As substantively defensible—even virtuous—as dealmaking can be, taking this tack runs the risk of confirming the public’s worst fears about Clinton: that she’s dishonest and lacking in core conviction. That notion, which has a gendered element to it, explains why she and her campaign probably figure it’s best to avoid the topic, keeping the focus instead on Donald Trump’s implosion. That’s a shame, because it denies voters a valuable window into how Clinton would govern—not as an idealist or an idealogue, but as a practitioner in the art of the possible.

Hacked audio published last month by the Washington Free Beacon provides further insight into Clinton’s policymaking strategy. Speaking privately to campaign donors in February, she suggested the full-fledged “political revolution” Bernie Sanders advocated might be unfeasible, but that she hopes to channel the energy of his young supporters into something she could deliver. “I think we should all be really understanding of that and should try to do the best we can not to be, you know, a wet blanket on idealism,” she said. “We want people to be idealistic. We want them to set big goals. But to take what we can achieve now and try to present them as bigger goals.”

It’s doubtful Clinton wants to highlight this audio, not when she’s still struggling with millennials, but it certainly speaks to who she is. The notion that Democrats should temper expectations might be a responsible strategy, too, given the intransigence Obama faced from congressional Republicans and that there likely will be a divided government next year. But again, this kind of language isn’t likely to appeal to Sanders supporters.
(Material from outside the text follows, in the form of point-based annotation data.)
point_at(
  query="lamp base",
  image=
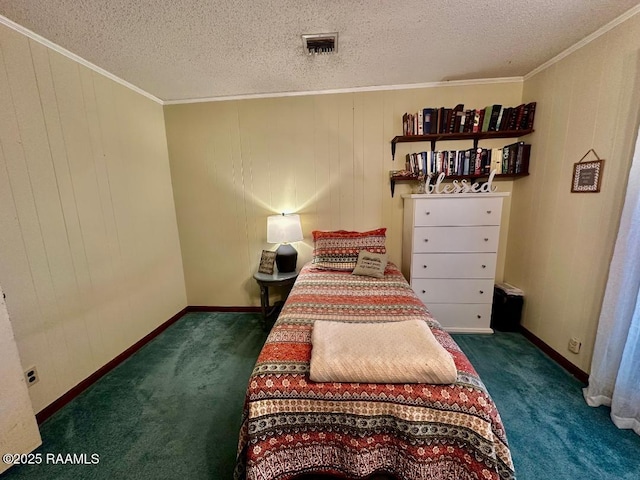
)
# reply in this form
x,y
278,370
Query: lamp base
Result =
x,y
286,258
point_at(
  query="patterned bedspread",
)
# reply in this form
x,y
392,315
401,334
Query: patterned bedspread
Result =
x,y
292,425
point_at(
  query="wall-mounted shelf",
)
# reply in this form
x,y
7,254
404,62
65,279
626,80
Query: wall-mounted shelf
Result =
x,y
440,137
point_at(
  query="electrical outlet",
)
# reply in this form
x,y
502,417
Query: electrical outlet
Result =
x,y
574,345
31,376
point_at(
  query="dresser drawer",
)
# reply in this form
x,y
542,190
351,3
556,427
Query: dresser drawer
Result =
x,y
462,317
456,239
454,265
458,211
438,290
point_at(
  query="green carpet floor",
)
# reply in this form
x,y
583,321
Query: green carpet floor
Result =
x,y
172,411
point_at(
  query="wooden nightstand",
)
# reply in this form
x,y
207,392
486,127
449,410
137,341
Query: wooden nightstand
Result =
x,y
265,281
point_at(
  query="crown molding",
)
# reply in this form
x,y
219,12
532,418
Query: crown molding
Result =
x,y
378,88
586,40
63,51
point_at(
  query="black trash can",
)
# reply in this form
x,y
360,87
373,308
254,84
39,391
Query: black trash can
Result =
x,y
507,308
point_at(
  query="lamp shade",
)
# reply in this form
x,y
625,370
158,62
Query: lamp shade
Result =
x,y
284,228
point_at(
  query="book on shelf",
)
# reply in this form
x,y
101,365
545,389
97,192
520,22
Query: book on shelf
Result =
x,y
486,119
492,118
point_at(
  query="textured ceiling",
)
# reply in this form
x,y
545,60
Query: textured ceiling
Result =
x,y
192,49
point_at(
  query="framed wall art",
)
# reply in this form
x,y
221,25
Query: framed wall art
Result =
x,y
587,176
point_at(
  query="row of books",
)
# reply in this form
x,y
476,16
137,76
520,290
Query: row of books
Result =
x,y
493,118
510,159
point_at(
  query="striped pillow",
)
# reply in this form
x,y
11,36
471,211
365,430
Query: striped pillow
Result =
x,y
338,250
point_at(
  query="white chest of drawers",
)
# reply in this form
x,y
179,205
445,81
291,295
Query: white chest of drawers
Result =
x,y
449,254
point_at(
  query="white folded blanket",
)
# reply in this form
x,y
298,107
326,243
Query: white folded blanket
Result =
x,y
389,352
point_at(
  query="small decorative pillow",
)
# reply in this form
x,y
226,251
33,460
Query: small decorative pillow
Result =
x,y
370,264
338,250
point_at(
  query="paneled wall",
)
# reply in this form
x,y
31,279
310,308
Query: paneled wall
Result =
x,y
561,243
89,250
327,157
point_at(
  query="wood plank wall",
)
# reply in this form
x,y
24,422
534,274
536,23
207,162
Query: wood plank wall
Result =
x,y
89,250
326,157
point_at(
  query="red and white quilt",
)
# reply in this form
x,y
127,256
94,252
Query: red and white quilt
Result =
x,y
293,426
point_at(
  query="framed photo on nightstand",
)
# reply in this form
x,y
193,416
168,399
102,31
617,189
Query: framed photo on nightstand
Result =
x,y
267,262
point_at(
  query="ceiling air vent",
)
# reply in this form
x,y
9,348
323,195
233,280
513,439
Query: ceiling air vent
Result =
x,y
320,43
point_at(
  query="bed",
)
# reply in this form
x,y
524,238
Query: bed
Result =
x,y
293,427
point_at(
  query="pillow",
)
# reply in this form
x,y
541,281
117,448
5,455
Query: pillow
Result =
x,y
338,250
381,352
370,264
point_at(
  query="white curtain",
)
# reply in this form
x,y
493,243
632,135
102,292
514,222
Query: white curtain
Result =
x,y
615,369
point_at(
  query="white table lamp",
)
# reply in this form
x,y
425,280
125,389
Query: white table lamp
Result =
x,y
284,229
Not that it doesn’t resonate with some lefties. Clinton’s strategic pragmatism may be different from the brand showcased in Lincoln, but it’s telling that the filmmakers behind the movie saw parallels with her. Earlier this year, screenwriter Tony Kushner told MSNBC’s Chris Hayes he backed Clinton over Sanders explicitly because she “has a more impressive record, and is a more skillful politician, which I think is more important ultimately than fantasies about how moral or immoral a person might be.”

In a separate interview with Laura Flanders, Kushner said Lincoln was a turning point for his personal politics. “I began to really ask questions that I’m still grappling with about dreams of revolution,” he said, “and what the dream of revolution has done to the progressive community, and whether or not change is more likely to be anticipated from movements that lie outside of the political, or if in mainstream politics revolutionary change can come about.”

In an election in which one of the nominees is promising he’ll make great deals—that he’ll deliver everything under the sun, without remotely explaining how any of it would be politically possible—there’s something bold, even radical, in espousing such a practical philosophy for political deal-making. Maybe it’s not a popular message in this populist moment, but it would have the virtue of being honest.